Memcached Architecture: Optimize, Scale and Boost

Meta, one of the world's largest social media platforms, handles billions of requests per second and stores trillions of key-value pairs. To manage this scale, Meta uses Memcached, a simple Key-Value cache that stores data in memory. Since users consume a lot of content than they create caching had significant advantages. It reduced latency, reduced load on database servers, and much more. In this blog, we'll explore Meta's strategy for scaling their Memcached clusters to handle their high demand and discuss optimizations in these areas to improve performance and storage.

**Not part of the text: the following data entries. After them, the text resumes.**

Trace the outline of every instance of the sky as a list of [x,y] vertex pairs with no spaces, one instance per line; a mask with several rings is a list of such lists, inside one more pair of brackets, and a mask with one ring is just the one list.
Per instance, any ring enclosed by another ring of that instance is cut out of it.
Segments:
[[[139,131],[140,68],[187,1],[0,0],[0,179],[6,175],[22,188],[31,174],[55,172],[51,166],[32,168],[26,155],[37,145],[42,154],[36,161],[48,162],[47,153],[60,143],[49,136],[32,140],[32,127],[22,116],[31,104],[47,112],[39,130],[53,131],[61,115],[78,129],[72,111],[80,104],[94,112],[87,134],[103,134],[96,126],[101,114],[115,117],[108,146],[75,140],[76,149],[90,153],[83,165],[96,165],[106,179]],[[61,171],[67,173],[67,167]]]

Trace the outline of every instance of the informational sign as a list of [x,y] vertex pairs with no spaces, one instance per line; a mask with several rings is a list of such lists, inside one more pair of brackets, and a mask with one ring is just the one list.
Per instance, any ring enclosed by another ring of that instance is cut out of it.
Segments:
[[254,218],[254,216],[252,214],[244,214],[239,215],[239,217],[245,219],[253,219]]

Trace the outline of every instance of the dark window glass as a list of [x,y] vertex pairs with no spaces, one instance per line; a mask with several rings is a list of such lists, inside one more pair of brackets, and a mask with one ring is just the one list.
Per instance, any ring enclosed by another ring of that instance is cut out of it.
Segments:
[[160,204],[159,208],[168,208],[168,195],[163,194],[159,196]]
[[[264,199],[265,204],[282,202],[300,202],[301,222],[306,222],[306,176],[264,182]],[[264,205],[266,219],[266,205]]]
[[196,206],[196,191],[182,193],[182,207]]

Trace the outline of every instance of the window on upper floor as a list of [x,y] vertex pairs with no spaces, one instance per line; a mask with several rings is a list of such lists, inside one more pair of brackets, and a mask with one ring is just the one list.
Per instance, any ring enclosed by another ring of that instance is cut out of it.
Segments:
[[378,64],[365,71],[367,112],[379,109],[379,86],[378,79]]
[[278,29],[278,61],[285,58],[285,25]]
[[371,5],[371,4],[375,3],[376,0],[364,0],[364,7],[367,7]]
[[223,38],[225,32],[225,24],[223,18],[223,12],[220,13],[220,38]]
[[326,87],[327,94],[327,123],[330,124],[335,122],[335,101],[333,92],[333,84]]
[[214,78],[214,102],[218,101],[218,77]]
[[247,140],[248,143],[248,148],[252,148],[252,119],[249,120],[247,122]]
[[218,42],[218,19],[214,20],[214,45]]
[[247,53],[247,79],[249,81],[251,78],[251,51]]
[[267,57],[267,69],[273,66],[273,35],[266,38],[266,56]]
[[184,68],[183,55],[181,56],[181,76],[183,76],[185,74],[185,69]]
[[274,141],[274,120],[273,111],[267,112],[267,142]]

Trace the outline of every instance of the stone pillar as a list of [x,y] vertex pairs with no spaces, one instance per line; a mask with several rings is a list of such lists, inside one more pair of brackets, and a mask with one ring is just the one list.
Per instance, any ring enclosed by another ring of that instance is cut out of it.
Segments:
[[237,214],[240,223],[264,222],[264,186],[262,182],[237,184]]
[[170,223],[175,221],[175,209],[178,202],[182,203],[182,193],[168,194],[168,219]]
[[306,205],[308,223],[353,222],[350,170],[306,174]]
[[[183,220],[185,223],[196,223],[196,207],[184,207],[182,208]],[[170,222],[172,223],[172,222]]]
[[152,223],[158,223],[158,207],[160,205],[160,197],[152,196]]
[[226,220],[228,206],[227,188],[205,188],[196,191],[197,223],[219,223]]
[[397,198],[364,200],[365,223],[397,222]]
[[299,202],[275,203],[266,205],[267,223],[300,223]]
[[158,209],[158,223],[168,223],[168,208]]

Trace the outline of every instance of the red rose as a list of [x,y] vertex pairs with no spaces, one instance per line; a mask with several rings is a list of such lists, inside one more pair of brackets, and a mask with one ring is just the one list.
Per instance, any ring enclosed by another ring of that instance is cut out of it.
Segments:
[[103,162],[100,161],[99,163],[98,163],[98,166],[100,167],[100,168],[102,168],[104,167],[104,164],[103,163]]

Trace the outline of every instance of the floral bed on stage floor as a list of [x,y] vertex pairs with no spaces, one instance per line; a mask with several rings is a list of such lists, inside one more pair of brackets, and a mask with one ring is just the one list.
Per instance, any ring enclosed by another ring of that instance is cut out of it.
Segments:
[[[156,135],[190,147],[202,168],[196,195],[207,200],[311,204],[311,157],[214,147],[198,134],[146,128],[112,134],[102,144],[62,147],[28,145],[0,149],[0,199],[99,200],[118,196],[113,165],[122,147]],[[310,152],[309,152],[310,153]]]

Optimizing clusters and regions of Memcache servers.
Optimizing a single Memcached server

Optimizing Clusters to Reduce Latency for Memcached

When scaling to thousands of servers per cluster, we run into some interesting problems

Increased latency due to the distributed nature in which the data is stored. Since each web server has to get the data from multiple cache servers, the latency increases.
Thundering Herd can occur when there is a cache miss and can severely affect the database servers.
Cascading failures can happen when one Memcached server goes offline and it puts additional strain on other servers
Users might get stale data if the cache invalidation method is not optimal.

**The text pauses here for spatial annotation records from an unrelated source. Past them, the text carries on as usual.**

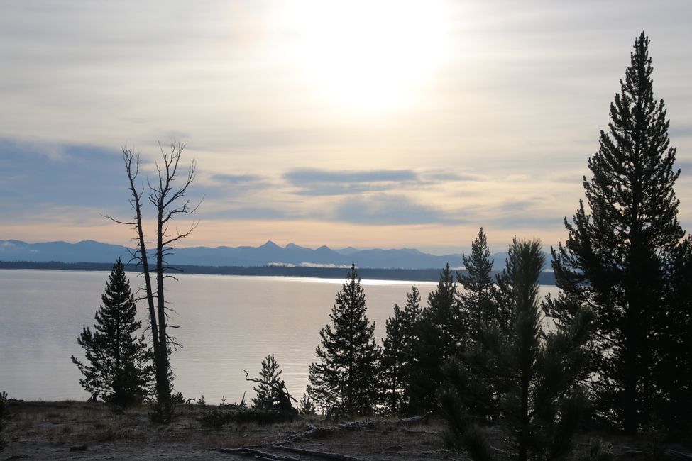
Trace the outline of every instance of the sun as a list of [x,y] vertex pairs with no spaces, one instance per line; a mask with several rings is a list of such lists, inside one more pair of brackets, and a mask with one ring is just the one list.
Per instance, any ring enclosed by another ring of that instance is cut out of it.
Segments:
[[287,2],[292,59],[317,98],[356,112],[414,104],[444,64],[441,1]]

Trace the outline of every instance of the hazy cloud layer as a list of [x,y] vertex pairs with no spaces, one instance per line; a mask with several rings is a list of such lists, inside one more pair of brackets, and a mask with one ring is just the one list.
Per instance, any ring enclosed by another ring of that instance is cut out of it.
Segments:
[[434,206],[416,203],[404,196],[385,194],[346,199],[337,205],[334,216],[337,221],[385,226],[463,222]]
[[294,170],[283,178],[302,195],[346,195],[400,189],[419,181],[410,170],[330,171]]
[[[397,233],[449,251],[478,226],[504,243],[564,240],[642,30],[692,228],[690,2],[330,4],[339,15],[325,4],[4,4],[0,224],[11,235],[0,239],[97,238],[87,233],[101,213],[131,213],[121,147],[141,150],[143,177],[157,142],[177,140],[186,165],[197,161],[190,198],[205,197],[196,233],[208,241],[189,245],[290,230],[299,244],[347,246],[367,229],[371,246]],[[370,104],[412,75],[390,106]],[[244,225],[231,235],[234,220]]]

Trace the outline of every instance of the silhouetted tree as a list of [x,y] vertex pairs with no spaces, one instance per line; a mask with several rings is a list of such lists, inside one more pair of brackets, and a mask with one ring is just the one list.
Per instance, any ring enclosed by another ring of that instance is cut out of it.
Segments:
[[252,405],[255,408],[272,409],[275,408],[277,401],[278,392],[276,387],[280,383],[279,376],[281,372],[279,364],[274,358],[274,354],[268,355],[262,360],[262,370],[260,370],[259,384],[253,389],[256,397],[252,399]]
[[394,306],[394,316],[387,319],[387,335],[383,340],[380,368],[383,402],[392,414],[407,411],[413,379],[415,351],[421,320],[420,294],[414,285],[406,295],[402,309]]
[[5,430],[6,421],[10,417],[10,411],[7,408],[7,392],[0,391],[0,451],[5,449],[5,439],[3,438],[2,431]]
[[[468,340],[478,340],[481,328],[491,321],[506,324],[502,319],[502,312],[494,302],[495,284],[491,273],[493,261],[488,248],[488,238],[483,230],[478,230],[478,236],[471,243],[471,252],[468,257],[461,255],[466,273],[457,277],[463,290],[459,292],[461,309],[468,318]],[[506,316],[506,314],[505,314]]]
[[642,32],[610,104],[609,133],[600,132],[598,152],[588,160],[588,207],[580,201],[572,222],[565,219],[569,240],[552,251],[562,292],[547,305],[564,324],[580,306],[595,309],[597,408],[628,433],[660,413],[672,387],[687,387],[688,394],[689,389],[688,382],[672,382],[676,367],[666,366],[683,358],[681,339],[670,334],[691,328],[688,302],[673,301],[683,289],[676,281],[690,283],[676,275],[690,241],[677,220],[673,186],[680,172],[673,169],[663,100],[654,99],[648,47]]
[[499,401],[478,404],[497,406],[504,435],[510,440],[507,448],[517,459],[563,459],[571,450],[584,406],[576,378],[588,360],[583,345],[593,314],[581,309],[559,333],[542,332],[538,277],[544,260],[538,241],[514,240],[504,273],[511,281],[506,300],[512,307],[511,328],[505,331],[496,322],[481,326],[483,340],[470,345],[461,360],[445,365],[440,408],[449,427],[446,439],[473,460],[500,458],[464,404],[470,395],[485,396],[478,388],[488,383],[501,389]]
[[378,397],[377,368],[380,350],[375,324],[366,316],[366,296],[361,279],[351,265],[329,325],[320,330],[319,362],[310,365],[308,396],[323,411],[334,416],[369,415]]
[[101,301],[93,333],[86,327],[77,340],[87,363],[72,356],[84,375],[79,384],[109,403],[123,407],[141,403],[151,386],[152,354],[144,334],[133,335],[142,323],[136,319],[136,304],[119,257]]
[[422,311],[409,402],[412,412],[436,408],[436,393],[444,377],[442,364],[460,352],[466,323],[456,298],[456,284],[448,264],[440,274],[437,289],[428,296],[427,308]]
[[[153,182],[147,179],[150,190],[148,199],[153,205],[156,216],[156,246],[153,255],[155,265],[153,269],[150,265],[149,254],[147,251],[148,243],[145,238],[142,217],[143,185],[140,188],[136,183],[139,174],[139,155],[136,155],[132,150],[126,147],[123,149],[123,159],[129,182],[128,189],[132,196],[130,204],[135,214],[134,221],[122,221],[108,217],[114,222],[132,226],[136,232],[136,236],[133,240],[136,247],[132,256],[141,267],[144,278],[143,299],[146,300],[148,308],[153,344],[156,399],[160,404],[166,406],[171,401],[172,390],[171,385],[172,374],[169,360],[171,347],[180,345],[168,333],[170,328],[177,327],[169,325],[164,281],[167,278],[175,279],[175,277],[169,272],[177,270],[166,263],[166,257],[170,254],[173,244],[192,233],[197,227],[197,223],[190,226],[186,232],[180,233],[176,230],[175,235],[169,233],[169,226],[177,216],[194,213],[199,204],[191,206],[190,201],[185,199],[187,188],[194,179],[194,162],[188,169],[181,185],[174,186],[174,182],[178,179],[178,164],[182,151],[185,148],[185,145],[171,144],[170,153],[165,152],[160,145],[159,148],[161,150],[162,162],[160,164],[156,164],[158,177]],[[152,274],[155,279],[155,287],[151,280]]]

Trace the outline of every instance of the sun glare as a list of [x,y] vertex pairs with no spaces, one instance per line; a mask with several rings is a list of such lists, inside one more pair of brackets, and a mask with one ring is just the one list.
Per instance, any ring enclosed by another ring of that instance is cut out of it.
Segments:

So let's discuss how to solve each issue in detail

Reducing Latency by using TCP for Set and Delete, and UDP for Get Requests

For GET requests, we use UDP.
- Unlike TCP, UDP is connectionless (No connection needs to be established between the source and destination before you transmit data), so it reduces latency and overhead.
- Also, for GET requests, web servers can directly connect to the Memcached server (instead of connecting through the proxy). This further reduces the overhead.
- NOTE: We can use UDP for GET requests because GET requests do not change the state of the cache. So even if the request fails (which might happen because UDP is unreliable) it won't cause data inconsistency.
FOR SET and DELETE requests, we use TCP
- Since UDP is unreliable, we use TCP to perform these operations. Also, these requests are routed through the proxy.

Parallelizing and Batching Requests to reduce latency

To reduce latency, we need to minimize the number of round trips for fetching the data. To do so, we can parallelize the requests. But some data are dependent on other data i.e., we need to fetch the 'parent' data and use it to fetch the 'child' data (look at the example below). So, a Directed Acyclic Graph can be constructed. Now, for the data points that do not have any dependencies, we can send parallel requests to fetch them.
Ex:

Preventing Congestion

Sending a lot of requests parallelly can cause congestion. This can slow down responses, increase load on the Memcached servers, and in the worst case the server can crash. To prevent this from happening, the number of outstanding requests must be controlled. To do so, web servers use a sliding window.
In a web server, there is a sliding window for each Memcached server. If the request was successful, the sliding window size increases, but if the request failed it shrinks.
When the window size is very small, the web server has to wait more before sending a request and when the window size is very large the number of parallel requests can cause congestion. So the balance between these two extremes is where we prevent congestion and minimize latency.

Optimizing Clusters to Reduce Load on Servers

Reducing Load (on Databases) using Leases

This is one of my favorite techniques in this entire blog. This mechanism not only reduces load (and thereby prevents thundering herds) but also addresses the issue of stale data and is quite intuitive. But before discussing the solution let's understand in what scenario will the load on database servers increase.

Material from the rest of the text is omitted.